To the annoyance of some shareholders, Guaranty Federal Bancshares (NASDAQ:GFED) shares are down a considerable in the last month. The bad news is that the recent drop obliterated the last year's worth of gains; the stock is flat over twelve months.
All else being equal, a sharp share price increase should make a stock less attractive to potential investors. While the market sentiment towards a stock is very changeable, in the long run, the share price will tend to move in the same direction as earnings per share. The implication here is that deep value investors might steer clear when expectations of a company are too high. One way to gauge market expectations of a stock is to look at its Price to Earnings Ratio (PE Ratio). A high P/E implies that investors have high expectations of what a company can achieve compared to a company with a low P/E ratio.
Does Guaranty Federal Bancshares Have A Relatively High Or Low P/E For Its Industry?
Guaranty Federal Bancshares's P/E of 10.86 indicates relatively low sentiment towards the stock. We can see in the image below that the average P/E (12.5) for companies in the mortgage industry is higher than Guaranty Federal Bancshares's P/E.

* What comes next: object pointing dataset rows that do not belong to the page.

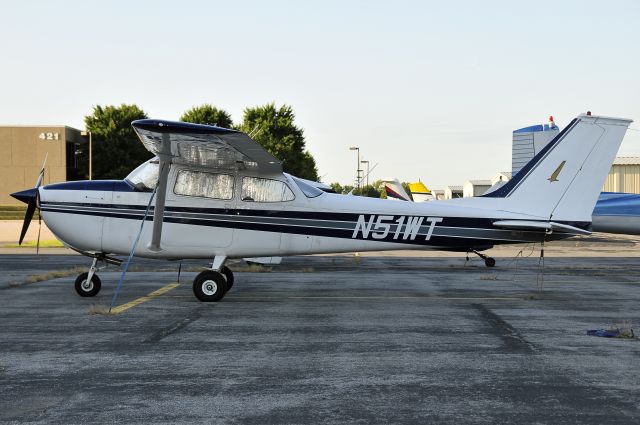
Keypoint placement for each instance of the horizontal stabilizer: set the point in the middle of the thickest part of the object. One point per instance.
(539, 225)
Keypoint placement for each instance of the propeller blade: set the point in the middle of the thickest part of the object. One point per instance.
(161, 193)
(41, 175)
(31, 208)
(39, 229)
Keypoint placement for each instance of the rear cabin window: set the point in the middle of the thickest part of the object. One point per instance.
(265, 190)
(145, 177)
(204, 185)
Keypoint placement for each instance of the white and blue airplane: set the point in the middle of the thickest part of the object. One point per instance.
(214, 193)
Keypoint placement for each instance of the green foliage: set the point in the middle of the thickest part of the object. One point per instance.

This suggests that market participants think Guaranty Federal Bancshares will underperform other companies in its industry. Many investors like to buy stocks when the market is pessimistic about their prospects. If you consider the stock interesting, further research is recommended. For example, I often monitor director buying and selling.
How Growth Rates Impact P/E Ratios
Probably the most important factor in determining what P/E a company trades on is the earnings growth. If earnings are growing quickly, then the 'E' in the equation will increase faster than it would otherwise. Therefore, even if you pay a high multiple of earnings now, that multiple will become lower in the future. A lower P/E should indicate the stock is cheap relative to others -- and that may attract buyers.
It's nice to see that Guaranty Federal Bancshares grew EPS by a stonking 29% in the last year. And its annual EPS growth rate over 5 years is 9.6%. I'd therefore be a little surprised if its P/E ratio was not relatively high.
A Limitation: P/E Ratios Ignore Debt and Cash In The Bank
The 'Price' in P/E reflects the market capitalization of the company. Thus, the metric does not reflect cash or debt held by the company. Theoretically, a business can improve its earnings (and produce a lower P/E in the future) by investing in growth. That means taking on debt (or spending its cash).
Spending on growth might be good or bad a few years later, but the point is that the P/E ratio does not account for the option (or lack thereof).
Guaranty Federal Bancshares's Balance Sheet
Guaranty Federal Bancshares has net cash of US$1.0m. That should lead to a higher P/E than if it did have debt, because its strong balance sheets gives it more options.
The Verdict On Guaranty Federal Bancshares's P/E Ratio
Guaranty Federal Bancshares's P/E is 10.9 which is below average (16.2) in the US market. It grew its EPS nicely over the last year, and the healthy balance sheet implies there is more potential for growth. One might conclude that the market is a bit pessimistic, given the low P/E ratio. Given Guaranty Federal Bancshares's P/E ratio has declined from 10.9 to 10.9 in the last month, we know for sure that the market is less confident about the business today, than it was back then. For those who prefer to invest with the flow of momentum, that might be a bad sign, but for a contrarian, it may signal opportunity.
Investors should be looking to buy stocks that the market is wrong about. If it is underestimating a company, investors can make money by buying and holding the shares until the market corrects itself. So this free visualization of the analyst consensus on future earnings could help you make the right decision about whether to buy, sell, or hold.
Of course you might be able to find a better stock than Guaranty Federal Bancshares. So you may wish to see this free collection of other companies that have grown earnings strongly.
If you spot an error that warrants correction, please contact the editor at firstname.lastname@example.org. This article by Simply Wall St is general in nature. It does not constitute a recommendation to buy or sell any stock, and does not take account of your objectives, or your financial situation. Simply Wall St has no position in the stocks mentioned.